Google’s going to throw more bug bounty money at the problem of nasty apps in its Play Store, it announced on Thursday.
In a post from the Android Security & Privacy team’s Adam Bacchus, Sebastian Porst, and Patrick Mutchler , the company said that it’s throwing the security net over not just its own apps, but over all uber-popular third-party software – as in, apps that have more than 100 million installs.
Money from the enlarged pot in the GPSRP will go to hunters who find bugs in apps from Android app makers even if those makers are running their own bug bounty programs.
Google is encouraging app makers that don’t yet have bug bounty programs to start them up. If a given app developer doesn’t have a bug bounty program yet, though, Google will be helping bug hunters to responsibly disclose identified vulnerabilities to them.
Google’s sweetening of the pot should help stamp out all that many more bugs, the company said, though it would be nice if the app developers set up these programs themselves:
This opens the door for security researchers to help hundreds of organizations identify and fix vulnerabilities in their apps. If the developers already have their own programs, researchers can collect rewards directly from them on top of the rewards from Google. We encourage app developers to start their own vulnerability disclosure or bug bounty program to work directly with the security researcher community.
In July 2019, Google announced that it was tripling the maximum baseline reward amount from $5,000 to $15,000 for Chrome bugs, and doubling the maximum reward amount for high-quality reports from $15,000 to $30,000. It also doubled the additional bonus given to bugs found by fuzzers running under its Chrome Fuzzer Program to $1,000.

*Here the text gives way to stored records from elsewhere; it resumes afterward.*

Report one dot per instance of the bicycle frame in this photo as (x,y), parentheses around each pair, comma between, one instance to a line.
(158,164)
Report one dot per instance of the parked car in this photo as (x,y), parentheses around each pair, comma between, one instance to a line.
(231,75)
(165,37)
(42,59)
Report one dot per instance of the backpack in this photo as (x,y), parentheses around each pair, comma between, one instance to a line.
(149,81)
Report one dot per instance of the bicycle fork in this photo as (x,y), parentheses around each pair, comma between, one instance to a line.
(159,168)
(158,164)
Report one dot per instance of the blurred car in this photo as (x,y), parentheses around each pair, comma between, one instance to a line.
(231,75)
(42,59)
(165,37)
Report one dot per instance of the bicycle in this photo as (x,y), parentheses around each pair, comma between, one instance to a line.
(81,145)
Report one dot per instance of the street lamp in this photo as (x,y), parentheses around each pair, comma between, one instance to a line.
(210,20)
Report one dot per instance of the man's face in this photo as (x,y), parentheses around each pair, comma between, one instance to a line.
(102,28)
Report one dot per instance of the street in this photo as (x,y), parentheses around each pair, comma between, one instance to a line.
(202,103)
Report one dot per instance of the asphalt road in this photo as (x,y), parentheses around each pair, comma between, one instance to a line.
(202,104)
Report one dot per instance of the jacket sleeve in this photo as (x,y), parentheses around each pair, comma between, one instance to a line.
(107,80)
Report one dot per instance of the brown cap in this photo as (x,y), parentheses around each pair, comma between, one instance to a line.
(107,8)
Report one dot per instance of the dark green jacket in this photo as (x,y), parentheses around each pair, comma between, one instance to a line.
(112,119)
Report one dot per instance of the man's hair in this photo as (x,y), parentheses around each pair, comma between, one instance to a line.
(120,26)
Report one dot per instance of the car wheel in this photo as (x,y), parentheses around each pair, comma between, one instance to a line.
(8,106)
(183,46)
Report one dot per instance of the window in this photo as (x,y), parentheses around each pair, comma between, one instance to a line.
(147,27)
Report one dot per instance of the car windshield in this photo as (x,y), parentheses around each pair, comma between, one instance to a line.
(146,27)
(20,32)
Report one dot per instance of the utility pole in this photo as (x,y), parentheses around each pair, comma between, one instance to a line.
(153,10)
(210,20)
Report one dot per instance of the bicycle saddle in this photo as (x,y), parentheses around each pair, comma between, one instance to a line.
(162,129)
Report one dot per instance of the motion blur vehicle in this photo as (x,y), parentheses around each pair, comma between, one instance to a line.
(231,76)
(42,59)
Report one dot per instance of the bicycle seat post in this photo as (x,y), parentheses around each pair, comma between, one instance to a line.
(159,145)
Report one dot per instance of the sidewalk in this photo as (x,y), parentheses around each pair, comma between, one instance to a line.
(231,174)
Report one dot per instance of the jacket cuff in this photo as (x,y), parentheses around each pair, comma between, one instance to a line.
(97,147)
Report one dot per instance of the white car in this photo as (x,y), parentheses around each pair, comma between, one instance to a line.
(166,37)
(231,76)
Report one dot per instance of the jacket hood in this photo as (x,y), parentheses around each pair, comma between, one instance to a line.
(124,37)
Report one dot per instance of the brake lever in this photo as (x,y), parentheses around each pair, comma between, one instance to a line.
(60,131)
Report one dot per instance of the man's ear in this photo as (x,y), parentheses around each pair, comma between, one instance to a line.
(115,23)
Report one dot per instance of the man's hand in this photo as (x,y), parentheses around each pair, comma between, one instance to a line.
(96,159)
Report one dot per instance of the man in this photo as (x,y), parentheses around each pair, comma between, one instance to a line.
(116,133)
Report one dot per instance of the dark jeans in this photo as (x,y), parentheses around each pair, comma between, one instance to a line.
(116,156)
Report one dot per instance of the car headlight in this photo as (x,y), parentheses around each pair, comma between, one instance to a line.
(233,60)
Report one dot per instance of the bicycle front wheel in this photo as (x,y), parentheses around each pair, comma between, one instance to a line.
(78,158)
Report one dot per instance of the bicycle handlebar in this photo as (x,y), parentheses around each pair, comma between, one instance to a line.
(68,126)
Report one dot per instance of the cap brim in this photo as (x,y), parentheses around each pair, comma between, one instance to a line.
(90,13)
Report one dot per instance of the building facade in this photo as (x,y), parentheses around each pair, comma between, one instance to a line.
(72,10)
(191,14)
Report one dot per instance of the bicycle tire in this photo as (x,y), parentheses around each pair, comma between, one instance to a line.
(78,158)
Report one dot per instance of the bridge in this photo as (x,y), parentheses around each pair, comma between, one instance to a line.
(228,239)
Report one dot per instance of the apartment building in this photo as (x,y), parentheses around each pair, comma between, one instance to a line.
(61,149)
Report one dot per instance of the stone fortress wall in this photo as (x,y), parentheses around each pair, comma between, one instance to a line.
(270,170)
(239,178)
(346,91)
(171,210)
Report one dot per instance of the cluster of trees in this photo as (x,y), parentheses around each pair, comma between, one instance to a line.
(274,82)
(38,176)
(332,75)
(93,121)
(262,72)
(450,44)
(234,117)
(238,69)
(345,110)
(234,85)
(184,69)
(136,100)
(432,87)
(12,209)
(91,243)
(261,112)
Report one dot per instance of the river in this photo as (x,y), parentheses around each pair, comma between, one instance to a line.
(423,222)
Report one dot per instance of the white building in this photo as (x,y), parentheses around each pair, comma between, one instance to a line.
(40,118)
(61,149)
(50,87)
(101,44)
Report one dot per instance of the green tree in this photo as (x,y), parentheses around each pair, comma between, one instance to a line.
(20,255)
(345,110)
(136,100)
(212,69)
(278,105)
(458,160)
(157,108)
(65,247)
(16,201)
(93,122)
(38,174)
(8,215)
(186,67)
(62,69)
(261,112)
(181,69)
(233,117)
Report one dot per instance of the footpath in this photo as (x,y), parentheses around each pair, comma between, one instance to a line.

It also pumped up its standing reward to $150,000 for exploit chains that can compromise a Chromebook or Chromebox with persistence in guest mode.
At that time, Google said that rewards paid out under its Google Play Security Reward Program for remote code execution bugs was going way up: from $5,000 to $20,000. At the same time, rewards for bugs involving theft of insecure private data was increased from $1,000 to $3,000, and payment for bugs enabling access to protected app components was pushed from $1,000 to $3,000.
It’s all adding up: Google says that to date, GPSRP has paid out over $265,000 in bounties. Increasing the scope has resulted in $75,500 in rewards across July and August alone, Google says, and the more it adds, the more it expects the security research community is going to help it stamp out bugs.
Good to hear. It needs the help!
Playing rough in Google Play Store
There’s been a long string of rotten apples spoiling the Google Play store barrel. The most recent one cropped up in April 2019, when government spyware, named Exodus, was found hidden in apps.
Some months before that discovery, in February 2019, research found that 18,000 Play Store apps, many with hundreds of millions of installs, appeared to be sidestepping the Advertising ID system by quietly collecting additional identifiers from users’ smartphones in ways that couldn’t be blocked or reset.
Before that: in May 2018, SophosLabs found photo editor apps hiding malware on Google Play.
And before that? In February 2018, Google announced that just in the previous year alone, it had removed 700,000 bad apps and stopped 100,000 bad-app developers from sharing their nastyware on the Google Play store.
In short, it’s long been true that you don’t have to be much of an evil genius of an app developer to get past Google’s filters. As Motherboard reported back when Exodus was discovered lurking on the app store, more than 20 malicious apps in the Exodus family went unnoticed by Google over the course of roughly two years.
Teaming up with HackerOne on the DDPRP
Also on 28 August, Google announced the brand-new Developer Data Protection Reward Program (DDPRP): a bounty program it’s running in collaboration with HackerOne that’s meant to identify and mitigate data abuse issues in Android apps, OAuth projects, and Chrome extensions.
In separate news, HackerOne announced that six hackers have become the first in the world to earn over $1 million each on the bug bounty platform. It’s quite the disparate collection: One is an ex-convict living in the rural US, another a 20-something traveling the world on his bounty cash, and a third is an industry veteran coaching people like HackerOne’s first million-dollar hacker – a 19-year-old living in Argentina. Another’s a serial entrepreneur, and the last is a “hacking powerhouse” who made $75k in July alone.
At any rate, Google says the purpose of the new joint venture with HackerOne, the DDPRP, is to recognize the people who report apps that violate Google Play, Google API, or Google Chrome Web Store Extensions program policies.
That includes people who identify situations where user data is being abused, Google says, whether it’s being “used or sold unexpectedly, or repurposed in an illegitimate way without user consent.” Accurate reports can lead to apps or extensions getting yanked from Google Play or Google Chrome Web Store, or, in the case of app developers who are found to be up to no good, it can lead to those developers losing API access.
Google doesn’t have a reward table yet for this new program, but it says that payout could be as much as $50,000.
“Happy bug hunting!”
Thanks, Google said, and please do keep sending those reports on over – we’ll look forward to seeing what you find:
As 2019 continues, we look forward to seeing what researchers find next. Thank you to the entire community for contributing to keeping our platforms and ecosystems safe.